Было постановление ЦИК и Совнаркома, и на этот счет там прямо сказано: на два года посадить, лишить земли можно, злостных выселять из края, а ты — ходатайствовать об расстреле247.
И мотивация убоя — в лучшем случае жадность — один из смертных грехов отвергнутой религии. Крестьянам милостиво разрешали покаяться в собственной непомерной жадности — потому что иначе (в худшем случае) убой стал бы считаться преступлением, умышленным антисоветским мятежом. Все просто, никакой скрытой символики.
Скотину режут... Жалко стало собственности. Такая в мелком буржуе идет смятения — слов не найдешь248.
От великой жадности, так употребил за обедом вареной грудинки, что несколько суток после этого обеда с база не шел, мешочных штанов не застегивал и круглые сутки пропадал по великому холоду за сараем, в подсолнухах249.

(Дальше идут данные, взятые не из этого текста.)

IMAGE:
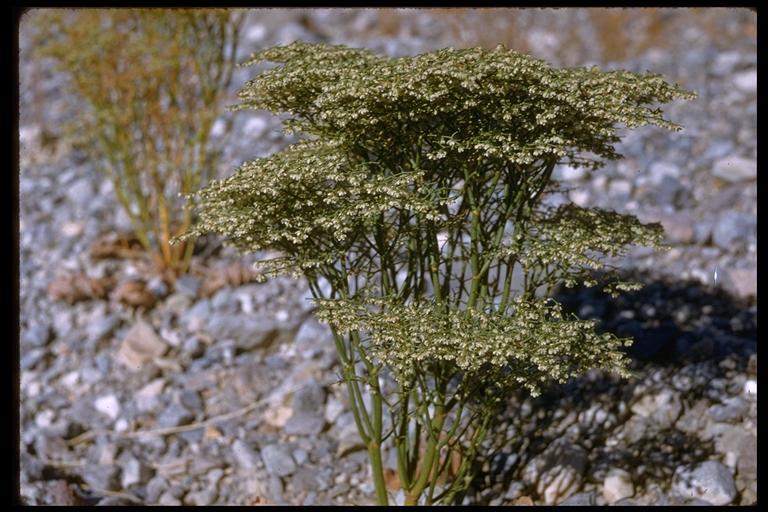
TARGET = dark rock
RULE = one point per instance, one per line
(650, 343)
(38, 336)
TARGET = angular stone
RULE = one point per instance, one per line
(245, 456)
(746, 80)
(617, 486)
(188, 285)
(108, 405)
(37, 336)
(710, 481)
(148, 397)
(104, 478)
(305, 424)
(678, 227)
(733, 229)
(140, 345)
(278, 460)
(175, 415)
(731, 409)
(135, 472)
(663, 408)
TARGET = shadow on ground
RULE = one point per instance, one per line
(682, 330)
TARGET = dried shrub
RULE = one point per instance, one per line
(148, 85)
(410, 206)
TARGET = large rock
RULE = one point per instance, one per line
(710, 481)
(140, 345)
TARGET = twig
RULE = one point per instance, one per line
(116, 494)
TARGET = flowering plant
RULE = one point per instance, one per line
(413, 207)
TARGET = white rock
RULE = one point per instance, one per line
(617, 486)
(71, 379)
(255, 126)
(579, 197)
(568, 173)
(278, 416)
(108, 405)
(140, 345)
(709, 481)
(750, 389)
(148, 396)
(746, 80)
(735, 169)
(558, 471)
(620, 188)
(663, 408)
(70, 229)
(218, 128)
(256, 33)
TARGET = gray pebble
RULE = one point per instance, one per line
(105, 478)
(38, 336)
(175, 415)
(134, 472)
(245, 456)
(733, 229)
(278, 460)
(710, 481)
(582, 499)
(188, 285)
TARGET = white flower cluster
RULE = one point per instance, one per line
(536, 340)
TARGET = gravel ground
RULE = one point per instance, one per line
(236, 392)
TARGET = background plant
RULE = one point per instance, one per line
(413, 206)
(151, 82)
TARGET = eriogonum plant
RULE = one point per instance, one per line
(148, 85)
(413, 207)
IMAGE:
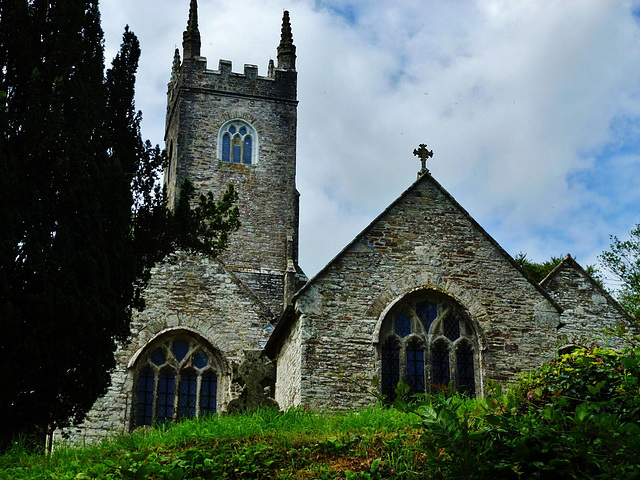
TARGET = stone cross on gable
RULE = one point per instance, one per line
(423, 154)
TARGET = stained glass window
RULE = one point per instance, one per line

Для Платонова же, напротив, «жалко» означает не жадность, но жалость. Родную скотину режут не от шолоховской «великой жадности», но чтобы спасти ее — чтобы «животных не вести за собой в скорбь»250, «в колхозное заключение»251; чтобы «спрятать плоть родной убоины в свое тело и сберечь ее там от обобществления»252. У Шолохова крестьяне пудами скупают соль, чтобы запасти побольше мяса «впрок» («за два дня еповский ларек распродал около двухсот пудов соли, полтора года лежавшей на складе»253 ); у Платонова старый пахарь Иван Семенович Крестинин254 целует деревья в своем саду, прежде чем вырвать их из почвы — ведь им «скучно обобществляться в плен»255. У платоновских крестьян «душа — лошадь»256; а шолоховские хворостиной гонят быка в погреб, чтобы он сломал ноги и, таким образом, «оправдал» свой убой. Из всей русской литературы XX века с этим платоновским настроением перекликаются разве что «Зияющие высоты» Александра Зиновьева: «Себя-то не жалко, — сказал Отец. Все одно погибать. Скотину вот жалко. Ни за что пропадет. И Отца забрали»257.
Вавилонская башня
А в городе в это время рабочие роют котлован — гигантскую яму, фундамент будущего «общепролетарского дома» — единого здания, «куда войдет на поселение весь местный класс пролетариата»258. Причем до самого строительства дело так и не доходит — как только запланированная работа близится к завершению, тут же принимается решение расширить котлован (лучшее враг хорошего) — и конца здесь не предвидится. Все происходит в точном соответствии с характерным анекдотом советской эпохи: «На повестке дня два вопроса — строительство сарая и строительство коммунизма. Ввиду отсутствия досок переходим сразу ко второму вопросу». И здесь с «Котлованом» вновь перекликаются «Зияющие высоты», поэма абсурда постсталинской эпохи: «Стоило появиться чему-нибудь хорошему и даже очень хорошему, как немедленно в борьбу с ним вступало еще лучшее и побеждало его. Появлялась, например, мало-мальски терпимая картошка. И тут же с ней начинала борьбу еще лучшая. Прежняя исчезала совсем. А пока новая внедрялась, ее вытесняла еще лучшая. И так без конца»259.